Les infirmières françaises défendent leur formation

15/01/2013

Les infirmières françaises défendent leur formation

L'harmonisation de la formation en soins infirmiers au sein de l'Union européenne fait l'objet d'une bataille entre partisans et opposants d'un durcissement des conditions d'accès.

Des infirmières non bachelières. Treize ans après le processus de Bologne, qui a abouti à l'intégration de la formation en soins infirmiers dans le système licence-master-doctorat, l'idée paraît insensée. Cette perspective suscite, pourtant, de vives inquiétudes au sein de la profession, en France et en Europe. En cause : la révision de la directive européenne sur la reconnaissance des qualifications professionnelles, qui permet aux soignantes de librement circuler et travailler au sein des états membres de l'Union.

Actuellement, l'admission en formation en soins infirmiers requiert un minimum de dix années d'enseignement général – l'équivalent du niveau seconde, en France. Les 27 états membres sont libres de revoir leurs exigences à la hausse ; la plupart des pays, comme la France, ont ainsi conditionné l'admission à l'obtention du baccalauréat. Dans un souci d'harmonisation des formations européennes, mais aussi de reconnaissance de l’évolution de la profession et des responsabilités croissantes qui sont confiées aux infirmières, la Commission européenne a proposé de relever le seuil d'accès à 12 années d'enseignement général complétées.

« A contre-courant »

Une disposition retoquée par certains eurodéputés, qui ont amendé le texte. Motif : le durcissement des conditions d’accès irait « à l’encontre de l’objectif consistant à lutter contre le risque de pénurie de personnel qualifié », rapporte la députée européenne Anja Weisgerber. Surtout, il obligerait certains pays, au premier rang desquels l'Allemagne, à revoir leur système de formation. Outre-Rhin, la formation d'infirmière "technicienne" est, en effet, accessible dès l'âge de 16 ans.

Selon Didier Borniche, président de l'Ordre national des infirmiers, « il y a un intérêt économique derrière tout ça. Si on baisse les compétences, on peut baisser le salaire ». À terme, « il y aura un impact sur la qualité et la sécurité des soins, alerte-t-il. Des études ont montré que si on augmentait le nombre d'infirmières bachelières, on baissait la mortalité des patients et les infections nosocomiales. » L'ONI, en charge du contrôle des compétences des infirmières européennes venant travailler en France, s'inquiète également des disparités de formation au sein de l'UE. « Dans un certain nombre de pays, comme l'Allemagne, la transfusion sanguine est un acte médical », relève Didier Borniche.

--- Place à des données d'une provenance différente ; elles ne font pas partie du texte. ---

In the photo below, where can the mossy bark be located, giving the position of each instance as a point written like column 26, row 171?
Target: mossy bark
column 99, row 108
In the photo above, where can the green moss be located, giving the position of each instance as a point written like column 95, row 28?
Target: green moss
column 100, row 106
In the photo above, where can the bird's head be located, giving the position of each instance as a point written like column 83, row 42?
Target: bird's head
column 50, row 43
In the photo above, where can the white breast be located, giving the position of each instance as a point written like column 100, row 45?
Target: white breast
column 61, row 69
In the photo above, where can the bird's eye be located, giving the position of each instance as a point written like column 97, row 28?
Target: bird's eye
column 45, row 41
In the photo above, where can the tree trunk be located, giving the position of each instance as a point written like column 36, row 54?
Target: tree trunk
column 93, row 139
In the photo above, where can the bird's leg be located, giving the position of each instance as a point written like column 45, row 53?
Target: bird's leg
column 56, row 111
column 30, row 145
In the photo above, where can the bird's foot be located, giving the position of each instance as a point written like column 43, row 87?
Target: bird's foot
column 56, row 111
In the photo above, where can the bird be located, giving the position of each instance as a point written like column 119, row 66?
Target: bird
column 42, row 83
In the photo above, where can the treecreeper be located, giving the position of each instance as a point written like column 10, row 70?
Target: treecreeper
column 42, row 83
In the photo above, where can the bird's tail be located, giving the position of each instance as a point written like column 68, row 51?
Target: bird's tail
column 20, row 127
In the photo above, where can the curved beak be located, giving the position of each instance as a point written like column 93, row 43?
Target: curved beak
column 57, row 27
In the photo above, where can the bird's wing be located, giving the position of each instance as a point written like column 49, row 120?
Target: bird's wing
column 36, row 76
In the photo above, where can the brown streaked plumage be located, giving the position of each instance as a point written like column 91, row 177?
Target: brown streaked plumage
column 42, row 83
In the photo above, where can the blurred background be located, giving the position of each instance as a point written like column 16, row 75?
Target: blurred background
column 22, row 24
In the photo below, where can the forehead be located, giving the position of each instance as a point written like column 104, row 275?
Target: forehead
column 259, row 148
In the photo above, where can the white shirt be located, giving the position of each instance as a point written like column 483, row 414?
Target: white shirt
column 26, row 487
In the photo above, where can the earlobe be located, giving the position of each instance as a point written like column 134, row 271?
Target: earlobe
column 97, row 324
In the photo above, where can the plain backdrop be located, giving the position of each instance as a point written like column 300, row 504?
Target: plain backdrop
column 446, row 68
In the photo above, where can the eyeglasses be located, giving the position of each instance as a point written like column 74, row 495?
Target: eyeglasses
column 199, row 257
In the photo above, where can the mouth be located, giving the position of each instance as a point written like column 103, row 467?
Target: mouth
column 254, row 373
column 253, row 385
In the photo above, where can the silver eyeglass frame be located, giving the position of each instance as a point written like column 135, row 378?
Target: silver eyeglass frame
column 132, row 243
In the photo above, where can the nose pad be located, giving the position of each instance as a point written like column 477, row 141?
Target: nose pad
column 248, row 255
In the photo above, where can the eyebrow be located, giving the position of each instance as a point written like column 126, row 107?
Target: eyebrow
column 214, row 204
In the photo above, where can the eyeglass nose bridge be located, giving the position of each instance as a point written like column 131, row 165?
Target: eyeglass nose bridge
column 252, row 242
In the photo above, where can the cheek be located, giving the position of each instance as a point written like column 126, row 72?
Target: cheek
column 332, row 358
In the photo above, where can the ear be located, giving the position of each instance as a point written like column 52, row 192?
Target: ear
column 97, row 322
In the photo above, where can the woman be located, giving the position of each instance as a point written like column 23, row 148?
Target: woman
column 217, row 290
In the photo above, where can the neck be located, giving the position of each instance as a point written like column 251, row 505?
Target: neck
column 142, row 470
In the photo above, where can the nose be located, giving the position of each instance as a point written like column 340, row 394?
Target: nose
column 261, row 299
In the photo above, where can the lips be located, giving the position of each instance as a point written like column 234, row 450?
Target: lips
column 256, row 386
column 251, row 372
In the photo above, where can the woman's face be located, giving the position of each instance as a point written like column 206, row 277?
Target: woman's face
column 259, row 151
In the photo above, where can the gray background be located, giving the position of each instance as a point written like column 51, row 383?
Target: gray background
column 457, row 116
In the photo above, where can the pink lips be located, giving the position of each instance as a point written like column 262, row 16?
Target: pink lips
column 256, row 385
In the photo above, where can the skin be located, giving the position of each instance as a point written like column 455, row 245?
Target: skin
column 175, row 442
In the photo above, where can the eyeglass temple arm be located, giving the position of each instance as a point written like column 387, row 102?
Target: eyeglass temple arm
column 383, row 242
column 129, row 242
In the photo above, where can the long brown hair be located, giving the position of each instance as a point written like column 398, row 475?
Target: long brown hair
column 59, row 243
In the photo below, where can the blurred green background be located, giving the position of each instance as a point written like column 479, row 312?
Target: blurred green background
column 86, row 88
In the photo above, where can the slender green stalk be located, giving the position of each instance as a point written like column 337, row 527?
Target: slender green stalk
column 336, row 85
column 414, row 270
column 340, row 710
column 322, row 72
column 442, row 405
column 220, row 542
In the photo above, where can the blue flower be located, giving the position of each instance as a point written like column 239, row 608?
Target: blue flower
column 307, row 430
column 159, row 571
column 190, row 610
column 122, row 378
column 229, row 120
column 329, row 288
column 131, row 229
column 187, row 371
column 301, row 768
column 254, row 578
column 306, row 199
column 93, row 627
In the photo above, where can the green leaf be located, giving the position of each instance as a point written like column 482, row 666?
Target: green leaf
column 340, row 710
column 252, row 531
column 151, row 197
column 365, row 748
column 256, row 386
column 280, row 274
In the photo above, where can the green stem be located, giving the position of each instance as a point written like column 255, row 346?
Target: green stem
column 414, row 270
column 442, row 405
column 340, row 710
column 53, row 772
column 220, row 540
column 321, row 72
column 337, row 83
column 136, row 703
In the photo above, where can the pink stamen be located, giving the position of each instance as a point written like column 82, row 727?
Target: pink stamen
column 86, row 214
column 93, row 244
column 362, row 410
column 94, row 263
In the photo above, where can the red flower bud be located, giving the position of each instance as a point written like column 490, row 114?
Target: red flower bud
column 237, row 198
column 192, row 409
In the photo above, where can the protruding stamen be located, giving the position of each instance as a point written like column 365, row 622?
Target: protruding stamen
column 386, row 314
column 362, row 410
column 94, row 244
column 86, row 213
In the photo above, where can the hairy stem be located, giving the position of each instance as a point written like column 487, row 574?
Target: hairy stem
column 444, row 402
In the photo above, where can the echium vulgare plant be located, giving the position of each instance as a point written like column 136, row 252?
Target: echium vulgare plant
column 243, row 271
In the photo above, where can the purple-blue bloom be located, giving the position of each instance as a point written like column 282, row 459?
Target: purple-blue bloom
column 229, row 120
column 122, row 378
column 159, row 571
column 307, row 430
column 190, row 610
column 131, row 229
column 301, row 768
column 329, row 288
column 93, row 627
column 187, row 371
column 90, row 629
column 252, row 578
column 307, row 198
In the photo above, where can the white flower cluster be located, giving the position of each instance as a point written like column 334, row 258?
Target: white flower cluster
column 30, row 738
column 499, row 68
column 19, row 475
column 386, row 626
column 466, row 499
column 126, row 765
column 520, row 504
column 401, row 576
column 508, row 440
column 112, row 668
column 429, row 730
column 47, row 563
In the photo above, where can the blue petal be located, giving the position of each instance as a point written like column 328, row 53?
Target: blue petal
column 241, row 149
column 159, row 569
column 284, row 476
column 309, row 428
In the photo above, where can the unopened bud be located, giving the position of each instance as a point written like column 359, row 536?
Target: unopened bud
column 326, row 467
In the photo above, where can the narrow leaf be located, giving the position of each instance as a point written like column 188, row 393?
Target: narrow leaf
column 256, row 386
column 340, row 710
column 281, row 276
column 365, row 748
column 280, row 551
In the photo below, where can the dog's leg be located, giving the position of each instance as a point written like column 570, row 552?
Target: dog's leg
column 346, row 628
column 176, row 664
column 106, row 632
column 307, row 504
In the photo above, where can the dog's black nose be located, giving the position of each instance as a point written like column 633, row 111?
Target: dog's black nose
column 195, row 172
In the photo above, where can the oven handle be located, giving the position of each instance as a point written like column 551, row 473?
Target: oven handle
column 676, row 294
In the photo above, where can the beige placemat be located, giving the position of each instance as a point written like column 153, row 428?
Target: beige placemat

Entériner l'existence de deux niveaux de formation va à l'encontre de l'harmonisation universitaire engagée par le processus de Bologne, ajoute-t-il. « Alors que partout dans le monde, on rehausse la formation, revenir à dix années de formation préalable, ce serait aller à contre-courant », s'étonne Gyslaine Desrosiers, présidente du Secrétariat international des infirmières et infirmiers de l'espace francophone (Sidiief). Pour l'ancienne présidente de l'ordre infirmier québécois, on ne peut pas « improviser une formation infirmière de qualité après la seconde ». Les sciences biologiques et médicales, le raisonnement clinique ne s'apprennent pas « sur le tas ».

Vote du Parlement en mai

Le texte sera voté le 23 janvier au sein de la commission du marché intérieur (1), avant d'être soumis aux parlementaires en séance plénière, le 22 mai. Pour contrer le lobby allemand, soutenu par les Pays-Bas, le Luxembourg et Malte, les organisations professionnelles se mobilisent pour alerter les parlementaires européens sur les enjeux de la révision de la directive. La Fédération européenne des enseignants en soins infirmiers (Fine Europe), le Sidiief ou encore le Conseil européen des ordres infirmiers ont tous plaidé en faveur du rehaussement à 12 ans du pré-requis à la formation en soins infirmiers.

Après un premier déplacement à Bruxelles, la semaine dernière, pour rencontrer l'eurodéputée française Bernadette Vergnaud, membre de la commission du marché intérieur, des représentants de l'ONI et du Cefiec (Comité d'entente infirmières et cadres) se rendront au parlement européen, à Strasbourg, ce mercredi 16 janvier, où se tiendra une réunion des rapporteurs des différentes commissions amenées à se prononcer sur la directive.

Aveline Marques



(1) Plusieurs commissions parlementaires sont appelées à se prononcer sur le projet de révision de la directive. Si la commission environnement, santé et sécurité alimentaire (ENVI) a voté en faveur du maintien d'un pré-requis de dix ans, c'est l'avis de la commission du marché intérieur et de la protection des consommateurs qui primera.